Episode 668 (195)– Traveling by Plane
This is Retirement Talk. I’m Del Lowery.
Here I sit at 39,000 feet and feeling miserable. My eyes burn; my butt is numb. Is there a secret to flying that I haven’t figured out? We retired folks can recall when flying was a luxury. We would put on some very nice clothes, look forward with excitement to the trip, and marvel at air power. Western Airlines was flying out of Alaska in the 1970s. They offered a triangle flight out of Anchorage that went to Seattle, San Francisco, or Los Angeles. For another ten dollars you could book a return flight through Hawaii: ten dollars. Of course, you could stop as long as you wanted in Hawaii. They also served food(a choice from three entrées) on real plates, and it was an entire meal; including fresh bread, salad, and desert. They used real glasses, and filled them with complimentary wine or champagne. And even more important the seats were large enough and there was room for your legs and your overhead bag.
My how times have changed: today I am crowded on a plane that was over-booked. There is no leg room. The seats are so narrow that everyone walking down the aisle bumps into my shoulders – and my friends think of me as skinny. For food, I am offered a tiny bag of pretzels. I can buy something that they refer to as a sandwich if I have a credit card. My grandchildren just arrived from Alaska a few weeks ago. They didn’t have a credit card. All they had was cash. It wasn’t accepted on board the flight. They had nothing to eat. There are just kids. The airlines don’t discriminate. They will treat anyone badly.
And of course we need to pay extra if we wish to bring a suitcase with us. The rate can vary according to airlines. If I want to extend my flight in any way, shape or form, I first need to pay them anywhere from one hundred dollars to two hundred fifty dollars just for the privilege of changing the ticket.

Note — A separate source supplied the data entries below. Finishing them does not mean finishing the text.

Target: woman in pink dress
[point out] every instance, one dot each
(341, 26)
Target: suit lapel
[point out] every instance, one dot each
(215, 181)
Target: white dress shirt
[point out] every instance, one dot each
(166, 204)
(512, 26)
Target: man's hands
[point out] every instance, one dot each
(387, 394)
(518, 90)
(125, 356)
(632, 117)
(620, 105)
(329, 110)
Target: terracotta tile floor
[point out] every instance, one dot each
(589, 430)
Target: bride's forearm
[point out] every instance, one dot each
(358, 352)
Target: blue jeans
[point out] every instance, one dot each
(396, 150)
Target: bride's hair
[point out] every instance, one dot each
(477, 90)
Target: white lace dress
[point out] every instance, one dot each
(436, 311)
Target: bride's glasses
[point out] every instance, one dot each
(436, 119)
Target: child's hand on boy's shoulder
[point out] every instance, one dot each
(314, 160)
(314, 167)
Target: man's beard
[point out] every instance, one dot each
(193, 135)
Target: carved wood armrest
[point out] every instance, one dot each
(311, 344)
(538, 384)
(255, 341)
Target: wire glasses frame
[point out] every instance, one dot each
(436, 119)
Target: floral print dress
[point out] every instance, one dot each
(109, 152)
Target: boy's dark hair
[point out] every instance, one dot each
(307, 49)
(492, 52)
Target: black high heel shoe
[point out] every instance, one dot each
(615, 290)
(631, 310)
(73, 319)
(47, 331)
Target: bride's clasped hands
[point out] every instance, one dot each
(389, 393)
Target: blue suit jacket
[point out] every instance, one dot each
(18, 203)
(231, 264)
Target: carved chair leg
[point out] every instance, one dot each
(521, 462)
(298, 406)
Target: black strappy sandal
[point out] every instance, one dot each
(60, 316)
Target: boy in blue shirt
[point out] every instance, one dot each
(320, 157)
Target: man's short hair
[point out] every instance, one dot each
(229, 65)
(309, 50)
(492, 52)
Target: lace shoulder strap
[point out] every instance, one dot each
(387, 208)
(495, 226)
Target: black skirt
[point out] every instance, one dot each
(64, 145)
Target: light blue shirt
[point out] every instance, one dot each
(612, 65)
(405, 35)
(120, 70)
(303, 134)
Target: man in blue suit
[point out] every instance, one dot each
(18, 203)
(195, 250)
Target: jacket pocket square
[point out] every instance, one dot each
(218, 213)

Then I will need to pay the extra fair.
Of course, on top of all of that other stuff, I am practically strip searched at the gate. Off come the shoes, empty my pockets, take off my belt, take off my hat, turn all of my belongings over to an x-ray machine and stand under the glare of several armed security people: people who are big enough to enforce most laws and yet to my aging eyes appear young enough to still be in school. Now they have taken it one step further with full body scans. A friend of mine just flew in and related her story of escaping the full body scan. She just had new knees put in. That sets off metal detectors so she was directed to a glass walled room and given a full pat down by hand. What a treat. Of course she is a grandmother of 70 years of age. I suppose she fits the profile of a terrorist?
I recall a flight to Anchorage for a Christmas holiday where Brenda and I both contracted the flu bug. We spent our entire two week trip with high fevers, throwing up, and laying in a darkened room - oh what fun! And my grandchildren; when they returned home from their recent visit also became sick; as did their dad. It all seems suspicious to me.
Now a book entitled “Heat” by George Mombiot tells me that flying is one of the most environmentally damaging things we can do. Airplanes are doing incredible damage to the atmosphere. It takes more energy to fly from one place to the other than any other form of transportation – by far. He claims these love trips to see grandchildren have to stop, environmental tourism is an oxymoron – you do environmental damage just by the act of traveling. You don’t help the environment; you damage it – in a big way. No, we don’t hear much about this in the press. No one wants to hear it. The airlines certainly don’t want to lose customers and money. And most of us don’t want to give up pleasure trips. We rationalize. It reminds me of the ill effects of smoking and the press. The studies were in and the damage was well verified but there was little admission or concern by most of us. There was money to be made and a lot of people liked to smoke.
I know; I don’t have to go. I don’t have to fly. I can just sit at home and play my guitar, drink coffee at the local coffee shop, and exercise in my own neighborhood. (It sounds very good to me at the moment.) But we always find reasons. We don’t want to admit that for us, the time for exotic travel may be a thing of the past.
I wrote the following few lines in a beautiful condo just south of Puerto Vallarta – Conches Chinas. The water smashes against the sand and rocky beaches below. The blue water and sky can be seen running together endlessly out our walls of windows. Pelicans fly over-head. The condo is all white with high ceilings. Lazy fans run in every room; earth red tile cover the floors. Mexican music plays on the stereo – not loud enough to drown out the crashing surf. Twelve straight hours of sleep has restored energy to my body and I am so glad we came. What a marvel air travel is! That was four years ago.
My wife is starting to hesitate longer and longer between suggesting trips. It just doesn’t seem like it is worth it anymore. She knows there will be resistance.
I wrote the above ten years ago. Today coronavirus visits our world. Flying has become very happardaze to our health. We just threw away two airlines tickets and rented a car to return from sunny Arizona and our role as winter snowbirds. I am so glad. We are home safe and sound and we enjoyed a long, scenic road trip. We adjusted the best we could. And I did not miss taking another flight.
This is Retirement Talk. I’m Del Lowery.